Last November the department issued a consultation paper which examined the case for licensing bedsits, hostels and other types of houses in multiple occupation. In its response the NUS is calling for a national and mandatory system of licensing such households, with landlords applying annually to their local authority for licenses.
According to the Campaign for Bedsit Rights, 2.6 million people live in houses of multiple occupation (HMOs), where they are 25 times more likely to be killed or injured in a fire than other people.
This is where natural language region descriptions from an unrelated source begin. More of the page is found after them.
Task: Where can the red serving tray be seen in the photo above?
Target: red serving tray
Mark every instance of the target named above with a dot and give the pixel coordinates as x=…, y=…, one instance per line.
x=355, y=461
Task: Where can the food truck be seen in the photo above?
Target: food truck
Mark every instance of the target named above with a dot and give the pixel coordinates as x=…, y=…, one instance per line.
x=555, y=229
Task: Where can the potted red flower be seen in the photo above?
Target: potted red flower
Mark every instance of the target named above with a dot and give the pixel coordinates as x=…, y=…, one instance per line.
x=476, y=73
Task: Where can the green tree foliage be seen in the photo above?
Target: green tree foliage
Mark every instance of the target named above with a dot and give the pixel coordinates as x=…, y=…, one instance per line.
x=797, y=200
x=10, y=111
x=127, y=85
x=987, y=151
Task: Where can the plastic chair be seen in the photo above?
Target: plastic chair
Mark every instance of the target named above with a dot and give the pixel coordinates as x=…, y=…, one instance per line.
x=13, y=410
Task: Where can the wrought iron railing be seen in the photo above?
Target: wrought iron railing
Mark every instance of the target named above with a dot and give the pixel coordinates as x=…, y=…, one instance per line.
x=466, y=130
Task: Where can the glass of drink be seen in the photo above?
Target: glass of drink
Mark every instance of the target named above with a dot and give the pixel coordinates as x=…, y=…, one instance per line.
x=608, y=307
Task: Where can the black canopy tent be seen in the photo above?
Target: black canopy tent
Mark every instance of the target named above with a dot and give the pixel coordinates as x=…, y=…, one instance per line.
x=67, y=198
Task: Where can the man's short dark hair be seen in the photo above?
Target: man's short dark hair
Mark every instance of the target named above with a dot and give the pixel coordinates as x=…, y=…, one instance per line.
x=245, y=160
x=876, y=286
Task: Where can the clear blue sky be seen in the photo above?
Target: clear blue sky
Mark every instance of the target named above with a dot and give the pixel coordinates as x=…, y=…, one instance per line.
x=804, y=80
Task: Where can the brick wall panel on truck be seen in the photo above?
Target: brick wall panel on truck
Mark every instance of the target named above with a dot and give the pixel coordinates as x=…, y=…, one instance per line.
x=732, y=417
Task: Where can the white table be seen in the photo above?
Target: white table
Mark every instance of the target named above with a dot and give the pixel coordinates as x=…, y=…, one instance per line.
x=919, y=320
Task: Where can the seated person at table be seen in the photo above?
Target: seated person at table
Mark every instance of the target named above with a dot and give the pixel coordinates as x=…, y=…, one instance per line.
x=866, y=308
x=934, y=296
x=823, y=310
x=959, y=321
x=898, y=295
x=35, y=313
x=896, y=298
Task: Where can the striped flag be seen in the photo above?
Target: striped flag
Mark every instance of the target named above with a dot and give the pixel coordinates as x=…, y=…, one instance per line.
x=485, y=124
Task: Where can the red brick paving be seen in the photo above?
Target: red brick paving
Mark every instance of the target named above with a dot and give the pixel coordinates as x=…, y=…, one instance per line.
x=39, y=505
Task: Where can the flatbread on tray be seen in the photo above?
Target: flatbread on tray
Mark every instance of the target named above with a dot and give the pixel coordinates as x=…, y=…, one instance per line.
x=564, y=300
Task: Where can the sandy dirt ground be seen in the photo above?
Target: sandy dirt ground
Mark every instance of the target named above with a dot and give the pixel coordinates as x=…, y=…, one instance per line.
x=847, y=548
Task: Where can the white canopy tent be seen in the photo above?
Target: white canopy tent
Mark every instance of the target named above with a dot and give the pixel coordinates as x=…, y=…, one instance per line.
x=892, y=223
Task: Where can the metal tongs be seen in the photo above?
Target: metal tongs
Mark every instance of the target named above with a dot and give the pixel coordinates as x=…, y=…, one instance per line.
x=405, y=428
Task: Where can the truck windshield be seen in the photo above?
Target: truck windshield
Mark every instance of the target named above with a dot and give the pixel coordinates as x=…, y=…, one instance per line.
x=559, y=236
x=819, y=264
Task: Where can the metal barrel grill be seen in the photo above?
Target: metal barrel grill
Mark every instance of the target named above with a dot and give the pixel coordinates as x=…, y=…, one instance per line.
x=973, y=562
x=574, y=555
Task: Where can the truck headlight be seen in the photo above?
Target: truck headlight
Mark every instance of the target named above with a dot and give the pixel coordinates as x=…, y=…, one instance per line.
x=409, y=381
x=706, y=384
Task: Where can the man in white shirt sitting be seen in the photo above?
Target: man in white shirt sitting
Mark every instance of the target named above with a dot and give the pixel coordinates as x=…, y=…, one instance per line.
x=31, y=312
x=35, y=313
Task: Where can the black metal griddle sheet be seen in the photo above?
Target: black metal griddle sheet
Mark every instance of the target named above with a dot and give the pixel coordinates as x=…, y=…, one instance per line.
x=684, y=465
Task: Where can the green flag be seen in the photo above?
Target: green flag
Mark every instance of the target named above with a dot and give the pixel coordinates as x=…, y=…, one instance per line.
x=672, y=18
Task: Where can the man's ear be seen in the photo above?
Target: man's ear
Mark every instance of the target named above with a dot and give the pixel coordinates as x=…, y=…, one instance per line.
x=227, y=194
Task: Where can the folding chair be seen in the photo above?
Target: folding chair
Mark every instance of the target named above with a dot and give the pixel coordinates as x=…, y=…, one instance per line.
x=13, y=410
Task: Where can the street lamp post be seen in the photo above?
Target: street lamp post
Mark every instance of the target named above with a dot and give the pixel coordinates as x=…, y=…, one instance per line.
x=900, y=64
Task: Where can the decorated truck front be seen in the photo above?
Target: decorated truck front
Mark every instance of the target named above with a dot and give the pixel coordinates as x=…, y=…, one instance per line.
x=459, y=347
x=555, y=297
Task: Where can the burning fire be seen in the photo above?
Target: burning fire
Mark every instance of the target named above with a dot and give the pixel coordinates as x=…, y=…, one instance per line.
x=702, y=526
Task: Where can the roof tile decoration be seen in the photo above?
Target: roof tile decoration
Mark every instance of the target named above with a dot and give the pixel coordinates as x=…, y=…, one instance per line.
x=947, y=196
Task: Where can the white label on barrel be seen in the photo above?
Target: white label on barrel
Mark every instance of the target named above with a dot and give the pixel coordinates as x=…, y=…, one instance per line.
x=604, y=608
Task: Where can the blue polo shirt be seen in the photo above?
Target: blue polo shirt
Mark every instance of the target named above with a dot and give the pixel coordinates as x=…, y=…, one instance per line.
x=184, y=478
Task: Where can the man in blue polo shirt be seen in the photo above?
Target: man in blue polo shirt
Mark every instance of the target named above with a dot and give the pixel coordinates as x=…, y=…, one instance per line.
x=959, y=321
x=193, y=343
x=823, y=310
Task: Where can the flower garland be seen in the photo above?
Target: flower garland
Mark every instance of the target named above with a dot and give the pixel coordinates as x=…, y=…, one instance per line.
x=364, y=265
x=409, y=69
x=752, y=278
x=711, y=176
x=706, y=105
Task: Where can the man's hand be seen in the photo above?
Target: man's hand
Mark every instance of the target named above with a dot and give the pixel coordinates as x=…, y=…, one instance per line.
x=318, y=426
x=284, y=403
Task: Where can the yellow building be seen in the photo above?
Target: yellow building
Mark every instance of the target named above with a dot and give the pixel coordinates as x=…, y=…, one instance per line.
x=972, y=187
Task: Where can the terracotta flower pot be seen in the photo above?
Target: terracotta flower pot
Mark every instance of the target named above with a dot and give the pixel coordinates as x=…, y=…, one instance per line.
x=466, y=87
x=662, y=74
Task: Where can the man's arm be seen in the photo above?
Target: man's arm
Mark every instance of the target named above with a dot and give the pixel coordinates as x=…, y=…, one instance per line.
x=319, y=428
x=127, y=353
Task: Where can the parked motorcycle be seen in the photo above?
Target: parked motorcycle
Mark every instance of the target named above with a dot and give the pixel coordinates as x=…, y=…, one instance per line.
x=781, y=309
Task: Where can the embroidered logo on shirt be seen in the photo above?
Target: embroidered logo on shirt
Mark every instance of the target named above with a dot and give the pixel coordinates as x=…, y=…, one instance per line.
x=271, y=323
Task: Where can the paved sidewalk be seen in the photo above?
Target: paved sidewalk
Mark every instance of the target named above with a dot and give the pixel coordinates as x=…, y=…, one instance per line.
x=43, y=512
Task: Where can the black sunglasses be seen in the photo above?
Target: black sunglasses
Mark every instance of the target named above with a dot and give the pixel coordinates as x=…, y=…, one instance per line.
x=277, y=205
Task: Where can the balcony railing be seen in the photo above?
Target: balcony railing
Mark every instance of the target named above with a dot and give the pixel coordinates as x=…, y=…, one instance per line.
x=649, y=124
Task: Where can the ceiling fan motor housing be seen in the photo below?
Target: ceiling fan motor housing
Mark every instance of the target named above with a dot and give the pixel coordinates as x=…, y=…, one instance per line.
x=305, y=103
Sophie Talbot, campaign worker, said: "Three people die every week in fires in HMOs, and just under 60 a week are injured."
The Government estimates that carbon monoxide from faulty gas appliances kills between 30 and 40 people every year, but the campaign puts this figure at nearer to one a week. "Carbon monoxide is known as the 'great imitator' because it can easily look as if someone has died from something else, such as a heart attack," says Ms Talbot.
The NUS argues that licensing, which would require the landlord and the property to meet strict criteria, would prevent such deaths. The Campaign for Bedsit Rights goes further in its submission, calling for the licensing of the entire private-rented sector.
Concern was inflated with the death last month of two students in the West Midlands from carbon monoxide poisoning. Also a private landlord in Nottingham was fined Pounds 32,000 and ordered to pay costs of nearly Pounds 25,000 after two recent graduates died from carbon monoxide poisoning in one of his properties in 1993.
Under regulations that came into force on October 31 last year, landlords now have to have gas appliances serviced annually and provide proof of this to the tenant. After January next year any gas appliances put in or replaced in rooms where people sleep must be fitted with a device that automatically shuts off the appliance once it leaks.
The Health and Safety Executive now runs a gas safety action line - 0800 300363 - for anyone concerned about a gas appliance.